Three replications of 5-by-3-foot test plots were planted in a randomized block design. Researchers used the same amount of seed and starter fertilizer, and identical germination blankets for all plots. Minnesota and Wisconsin applied early watering, while other states’ site plots relied on rain. Plots were mown as needed (rural areas less frequently than urban plots).

Soil samples were collected before seeding and each spring after thaw to determine residual winter salt. Researchers also tested for phosphorus and organic material, pH levels, electrical conductivity (indicating salt levels), sodium content and other factors. In addition, each state collected 24 core soil samples at the project’s start and end to determine physical soil characteristics.

Researchers assessed the sites using a grid intersection method. They counted the number and kinds of plants—grass or weed—at each intersection of a grid placed over the plot.
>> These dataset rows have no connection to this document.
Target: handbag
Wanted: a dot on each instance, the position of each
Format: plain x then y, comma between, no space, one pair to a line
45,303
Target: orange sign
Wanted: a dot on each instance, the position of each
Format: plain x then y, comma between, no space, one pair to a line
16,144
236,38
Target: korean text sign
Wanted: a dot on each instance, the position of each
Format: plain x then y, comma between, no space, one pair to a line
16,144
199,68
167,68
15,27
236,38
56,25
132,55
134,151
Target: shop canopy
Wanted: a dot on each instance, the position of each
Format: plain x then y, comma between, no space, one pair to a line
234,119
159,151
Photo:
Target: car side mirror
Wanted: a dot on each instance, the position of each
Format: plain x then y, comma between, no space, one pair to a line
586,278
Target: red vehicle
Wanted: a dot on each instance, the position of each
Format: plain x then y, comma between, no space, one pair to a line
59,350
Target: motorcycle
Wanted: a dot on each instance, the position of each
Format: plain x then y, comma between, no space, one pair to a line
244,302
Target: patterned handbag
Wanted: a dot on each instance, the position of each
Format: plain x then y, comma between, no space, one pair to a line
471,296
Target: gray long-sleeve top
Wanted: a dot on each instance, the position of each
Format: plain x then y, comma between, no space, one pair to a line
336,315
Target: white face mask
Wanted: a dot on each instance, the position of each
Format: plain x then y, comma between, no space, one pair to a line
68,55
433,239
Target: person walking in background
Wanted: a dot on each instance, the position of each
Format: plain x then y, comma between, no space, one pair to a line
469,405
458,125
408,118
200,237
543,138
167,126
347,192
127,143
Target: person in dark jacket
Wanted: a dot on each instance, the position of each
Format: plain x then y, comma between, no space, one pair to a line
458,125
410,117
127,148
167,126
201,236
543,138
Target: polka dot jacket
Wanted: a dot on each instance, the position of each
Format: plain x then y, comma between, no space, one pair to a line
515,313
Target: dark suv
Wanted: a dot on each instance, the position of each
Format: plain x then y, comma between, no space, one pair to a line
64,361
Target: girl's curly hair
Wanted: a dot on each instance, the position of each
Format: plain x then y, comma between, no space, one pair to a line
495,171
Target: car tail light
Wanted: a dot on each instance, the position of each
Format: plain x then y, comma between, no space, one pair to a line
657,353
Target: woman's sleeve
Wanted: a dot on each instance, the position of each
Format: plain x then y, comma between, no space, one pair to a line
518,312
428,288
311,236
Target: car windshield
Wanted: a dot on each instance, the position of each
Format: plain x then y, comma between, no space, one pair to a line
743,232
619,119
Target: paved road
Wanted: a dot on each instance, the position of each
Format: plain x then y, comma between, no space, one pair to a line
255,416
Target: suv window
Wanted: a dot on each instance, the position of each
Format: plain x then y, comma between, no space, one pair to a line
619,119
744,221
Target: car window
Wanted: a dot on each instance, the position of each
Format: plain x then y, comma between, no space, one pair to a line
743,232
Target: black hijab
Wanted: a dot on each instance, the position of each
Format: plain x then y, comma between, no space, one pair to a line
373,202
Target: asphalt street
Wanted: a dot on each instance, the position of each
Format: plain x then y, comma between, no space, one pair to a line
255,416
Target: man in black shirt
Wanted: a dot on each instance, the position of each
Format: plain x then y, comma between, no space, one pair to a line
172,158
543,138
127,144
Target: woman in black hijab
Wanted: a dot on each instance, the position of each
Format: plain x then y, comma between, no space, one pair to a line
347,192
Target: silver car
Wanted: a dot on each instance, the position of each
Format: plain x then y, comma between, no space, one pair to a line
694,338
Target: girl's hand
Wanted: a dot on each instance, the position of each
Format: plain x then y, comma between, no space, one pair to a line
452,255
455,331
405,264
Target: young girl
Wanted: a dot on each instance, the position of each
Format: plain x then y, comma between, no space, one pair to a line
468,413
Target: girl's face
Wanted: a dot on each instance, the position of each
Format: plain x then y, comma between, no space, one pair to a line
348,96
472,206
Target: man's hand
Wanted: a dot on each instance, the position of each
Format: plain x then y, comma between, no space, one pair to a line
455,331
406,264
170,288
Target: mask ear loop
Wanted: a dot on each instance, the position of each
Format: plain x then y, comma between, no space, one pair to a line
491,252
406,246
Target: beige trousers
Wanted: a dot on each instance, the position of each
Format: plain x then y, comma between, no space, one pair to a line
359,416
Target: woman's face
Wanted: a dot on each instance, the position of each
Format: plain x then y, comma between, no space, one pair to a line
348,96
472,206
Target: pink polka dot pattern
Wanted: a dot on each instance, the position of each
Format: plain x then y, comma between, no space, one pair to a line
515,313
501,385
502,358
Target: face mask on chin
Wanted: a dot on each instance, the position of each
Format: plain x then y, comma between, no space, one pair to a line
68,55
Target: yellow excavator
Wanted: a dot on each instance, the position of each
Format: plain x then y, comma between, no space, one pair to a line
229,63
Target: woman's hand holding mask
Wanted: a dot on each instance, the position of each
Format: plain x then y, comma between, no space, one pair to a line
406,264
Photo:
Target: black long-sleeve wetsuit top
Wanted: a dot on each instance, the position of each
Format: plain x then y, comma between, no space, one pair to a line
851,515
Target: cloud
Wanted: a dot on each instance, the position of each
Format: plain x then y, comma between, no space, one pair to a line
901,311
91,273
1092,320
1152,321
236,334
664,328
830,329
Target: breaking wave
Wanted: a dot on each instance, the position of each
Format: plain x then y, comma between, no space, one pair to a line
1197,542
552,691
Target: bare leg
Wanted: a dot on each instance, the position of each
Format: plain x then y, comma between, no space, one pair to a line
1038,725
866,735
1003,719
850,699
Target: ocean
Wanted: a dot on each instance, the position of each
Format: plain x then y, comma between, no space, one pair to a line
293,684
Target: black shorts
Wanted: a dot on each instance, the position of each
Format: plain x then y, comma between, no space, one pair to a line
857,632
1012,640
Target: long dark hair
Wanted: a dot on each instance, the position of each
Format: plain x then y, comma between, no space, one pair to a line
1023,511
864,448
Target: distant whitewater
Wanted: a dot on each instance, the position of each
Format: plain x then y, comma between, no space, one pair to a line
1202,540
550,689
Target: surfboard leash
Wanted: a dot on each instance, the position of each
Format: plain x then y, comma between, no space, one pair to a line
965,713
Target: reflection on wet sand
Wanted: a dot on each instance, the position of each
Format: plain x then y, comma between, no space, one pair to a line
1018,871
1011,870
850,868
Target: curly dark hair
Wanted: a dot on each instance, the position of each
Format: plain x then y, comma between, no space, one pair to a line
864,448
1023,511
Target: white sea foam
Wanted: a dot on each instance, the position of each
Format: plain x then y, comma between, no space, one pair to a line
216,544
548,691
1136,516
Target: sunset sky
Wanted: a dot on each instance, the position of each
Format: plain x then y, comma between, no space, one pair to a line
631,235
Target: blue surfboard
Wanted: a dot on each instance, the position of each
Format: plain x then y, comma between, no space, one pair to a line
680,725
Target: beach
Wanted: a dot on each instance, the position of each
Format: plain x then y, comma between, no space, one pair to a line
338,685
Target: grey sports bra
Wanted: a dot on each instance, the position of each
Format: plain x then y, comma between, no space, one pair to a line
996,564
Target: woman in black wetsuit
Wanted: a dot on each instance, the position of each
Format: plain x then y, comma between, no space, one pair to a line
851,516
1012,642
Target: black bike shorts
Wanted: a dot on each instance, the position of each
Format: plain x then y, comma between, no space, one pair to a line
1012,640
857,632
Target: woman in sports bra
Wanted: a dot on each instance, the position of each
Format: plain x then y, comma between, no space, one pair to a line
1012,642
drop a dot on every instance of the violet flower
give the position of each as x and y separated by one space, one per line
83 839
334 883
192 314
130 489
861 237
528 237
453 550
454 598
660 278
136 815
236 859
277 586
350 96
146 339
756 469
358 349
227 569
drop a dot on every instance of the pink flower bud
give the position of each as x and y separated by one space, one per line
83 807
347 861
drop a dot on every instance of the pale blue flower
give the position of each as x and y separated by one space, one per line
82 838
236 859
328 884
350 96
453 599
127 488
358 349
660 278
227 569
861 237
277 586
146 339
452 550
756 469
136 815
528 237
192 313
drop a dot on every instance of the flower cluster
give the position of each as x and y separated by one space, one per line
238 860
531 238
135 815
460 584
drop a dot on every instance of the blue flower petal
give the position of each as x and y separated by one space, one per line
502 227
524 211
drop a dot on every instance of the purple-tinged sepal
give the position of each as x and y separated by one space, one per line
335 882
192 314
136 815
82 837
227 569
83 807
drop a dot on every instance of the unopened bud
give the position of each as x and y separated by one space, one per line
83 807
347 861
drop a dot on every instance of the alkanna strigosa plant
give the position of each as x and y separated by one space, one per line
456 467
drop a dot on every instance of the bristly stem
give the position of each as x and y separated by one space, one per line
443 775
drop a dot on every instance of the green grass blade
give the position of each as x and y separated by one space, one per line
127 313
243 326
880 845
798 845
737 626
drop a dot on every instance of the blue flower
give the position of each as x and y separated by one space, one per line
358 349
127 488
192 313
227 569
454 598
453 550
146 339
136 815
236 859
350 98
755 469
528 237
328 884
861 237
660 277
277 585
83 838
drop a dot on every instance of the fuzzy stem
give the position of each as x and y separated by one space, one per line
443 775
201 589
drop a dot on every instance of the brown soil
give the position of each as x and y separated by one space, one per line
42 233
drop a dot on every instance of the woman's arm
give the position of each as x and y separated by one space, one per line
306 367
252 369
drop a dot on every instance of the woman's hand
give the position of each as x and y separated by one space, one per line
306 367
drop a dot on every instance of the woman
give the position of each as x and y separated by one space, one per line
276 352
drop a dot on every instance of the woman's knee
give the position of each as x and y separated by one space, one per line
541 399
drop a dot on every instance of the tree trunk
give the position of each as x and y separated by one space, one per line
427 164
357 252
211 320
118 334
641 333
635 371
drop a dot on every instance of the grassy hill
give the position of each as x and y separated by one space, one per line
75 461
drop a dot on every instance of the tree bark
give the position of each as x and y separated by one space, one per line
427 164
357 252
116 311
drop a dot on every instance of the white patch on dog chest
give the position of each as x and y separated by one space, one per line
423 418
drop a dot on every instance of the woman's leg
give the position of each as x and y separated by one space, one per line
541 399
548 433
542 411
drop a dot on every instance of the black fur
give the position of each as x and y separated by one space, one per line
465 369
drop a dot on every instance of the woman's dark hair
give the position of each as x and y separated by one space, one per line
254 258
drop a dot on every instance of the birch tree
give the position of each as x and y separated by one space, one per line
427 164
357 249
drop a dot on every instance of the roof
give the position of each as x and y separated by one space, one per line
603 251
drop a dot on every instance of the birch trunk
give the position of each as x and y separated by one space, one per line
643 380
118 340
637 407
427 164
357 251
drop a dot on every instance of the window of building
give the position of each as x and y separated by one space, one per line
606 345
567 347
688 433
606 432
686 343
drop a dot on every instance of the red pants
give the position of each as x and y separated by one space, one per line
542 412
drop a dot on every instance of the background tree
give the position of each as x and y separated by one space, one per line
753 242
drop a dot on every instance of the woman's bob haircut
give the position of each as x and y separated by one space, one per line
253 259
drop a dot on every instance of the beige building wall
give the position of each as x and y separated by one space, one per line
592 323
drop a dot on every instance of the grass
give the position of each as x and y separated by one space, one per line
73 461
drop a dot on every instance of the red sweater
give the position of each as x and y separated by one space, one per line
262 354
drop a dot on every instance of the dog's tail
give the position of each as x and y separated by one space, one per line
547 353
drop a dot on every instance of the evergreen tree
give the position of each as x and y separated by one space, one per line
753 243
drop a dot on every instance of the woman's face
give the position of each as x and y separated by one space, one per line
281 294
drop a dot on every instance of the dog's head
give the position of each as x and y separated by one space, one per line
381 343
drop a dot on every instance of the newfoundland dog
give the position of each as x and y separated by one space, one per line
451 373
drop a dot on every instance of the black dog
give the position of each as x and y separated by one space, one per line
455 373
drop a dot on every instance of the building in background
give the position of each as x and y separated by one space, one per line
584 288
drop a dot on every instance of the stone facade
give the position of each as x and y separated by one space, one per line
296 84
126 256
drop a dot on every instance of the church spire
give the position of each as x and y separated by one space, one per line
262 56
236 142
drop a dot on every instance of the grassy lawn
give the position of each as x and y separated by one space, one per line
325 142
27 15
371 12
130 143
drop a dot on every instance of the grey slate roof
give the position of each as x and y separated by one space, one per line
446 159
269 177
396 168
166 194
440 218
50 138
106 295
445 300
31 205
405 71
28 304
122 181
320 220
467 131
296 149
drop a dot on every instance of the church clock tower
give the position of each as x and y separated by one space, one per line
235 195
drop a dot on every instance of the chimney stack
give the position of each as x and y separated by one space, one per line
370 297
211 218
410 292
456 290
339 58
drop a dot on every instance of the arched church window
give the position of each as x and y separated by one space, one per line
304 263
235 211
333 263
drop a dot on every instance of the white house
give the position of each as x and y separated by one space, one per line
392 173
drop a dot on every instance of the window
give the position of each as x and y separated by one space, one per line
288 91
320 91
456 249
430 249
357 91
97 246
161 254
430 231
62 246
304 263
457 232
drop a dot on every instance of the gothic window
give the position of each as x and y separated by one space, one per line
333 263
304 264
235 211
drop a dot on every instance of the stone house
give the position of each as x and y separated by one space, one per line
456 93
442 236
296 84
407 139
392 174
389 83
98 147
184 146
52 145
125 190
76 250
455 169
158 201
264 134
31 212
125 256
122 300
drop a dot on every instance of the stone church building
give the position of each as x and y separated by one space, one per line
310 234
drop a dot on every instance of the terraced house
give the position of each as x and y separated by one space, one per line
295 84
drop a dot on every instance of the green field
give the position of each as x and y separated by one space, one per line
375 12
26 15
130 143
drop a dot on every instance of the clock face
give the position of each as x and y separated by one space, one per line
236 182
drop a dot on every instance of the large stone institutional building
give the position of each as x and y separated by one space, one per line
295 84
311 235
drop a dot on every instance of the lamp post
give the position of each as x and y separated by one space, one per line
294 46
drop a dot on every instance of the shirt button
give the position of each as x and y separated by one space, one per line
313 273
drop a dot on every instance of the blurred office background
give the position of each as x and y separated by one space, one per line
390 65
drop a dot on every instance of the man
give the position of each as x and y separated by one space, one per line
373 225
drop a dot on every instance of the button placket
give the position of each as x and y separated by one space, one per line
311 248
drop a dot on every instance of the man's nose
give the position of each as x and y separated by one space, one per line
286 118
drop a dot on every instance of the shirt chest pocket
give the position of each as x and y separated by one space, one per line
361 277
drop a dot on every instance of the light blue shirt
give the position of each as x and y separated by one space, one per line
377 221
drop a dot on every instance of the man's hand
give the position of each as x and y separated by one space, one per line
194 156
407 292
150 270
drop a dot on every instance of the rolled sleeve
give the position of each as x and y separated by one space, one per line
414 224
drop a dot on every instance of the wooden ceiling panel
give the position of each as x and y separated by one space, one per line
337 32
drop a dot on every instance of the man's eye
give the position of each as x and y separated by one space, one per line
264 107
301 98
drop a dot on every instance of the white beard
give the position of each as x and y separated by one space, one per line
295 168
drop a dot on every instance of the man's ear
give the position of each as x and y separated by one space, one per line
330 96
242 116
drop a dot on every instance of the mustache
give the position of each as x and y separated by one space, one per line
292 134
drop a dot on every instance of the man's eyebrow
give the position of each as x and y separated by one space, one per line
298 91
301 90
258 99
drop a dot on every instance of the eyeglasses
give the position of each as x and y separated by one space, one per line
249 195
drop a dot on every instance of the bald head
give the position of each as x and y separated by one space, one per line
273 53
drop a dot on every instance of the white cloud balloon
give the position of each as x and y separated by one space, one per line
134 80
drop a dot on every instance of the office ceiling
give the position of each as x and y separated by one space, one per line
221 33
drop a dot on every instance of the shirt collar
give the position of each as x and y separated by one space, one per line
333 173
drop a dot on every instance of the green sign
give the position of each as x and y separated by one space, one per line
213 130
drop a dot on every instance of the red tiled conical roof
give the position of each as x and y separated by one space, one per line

Plots were assessed in October 2016, April and October 2017, and April 2018.

A website was created that incorporated all data from the test plots.

What Did We Learn?

The project highlighted the importance of multisite testing and difficulties in establishing turfgrass: Only six of the 10 sites resulted in first-year data due to weather and human interference.

“This project shows that state agencies should continue to investigate best management practices for turf establishment and maintenance to make sure the genetic potential of adapted cultivars is realized,” said Eric Watkins, professor, University of Minnesota Department of Horticultural Science.

Accumulated degree-days (the sum of the daily temperature above 40 degrees Fahrenheit) did not explain the differences in turf establishment, however. Successful fine fescue coverage appeared at sites with higher snowfall and, thus, higher salt amounts. In several cases, turfgrass establishments suggested that only genetics were at play.

Fine fescues are more tolerant of salt than other species and performed well at urban sites. Results also suggested that high salt usage sites would benefit from mixtures incorporating alkaligrass.

What’s Next?

This project is the first to provide participating DOTs with unbiased, up-to-date information about turfgrass cultivars and mixtures used on cold state roadways. Future studies would be most effective if they were coordinated with the same group of researchers or expanded to include more. One approach could be partnering with the National Turfgrass Evaluation Program to use its testing infrastructure.

This post pertains to Report 2019-38, Regional Roadside Turfgrass Testing Program, published August 2019.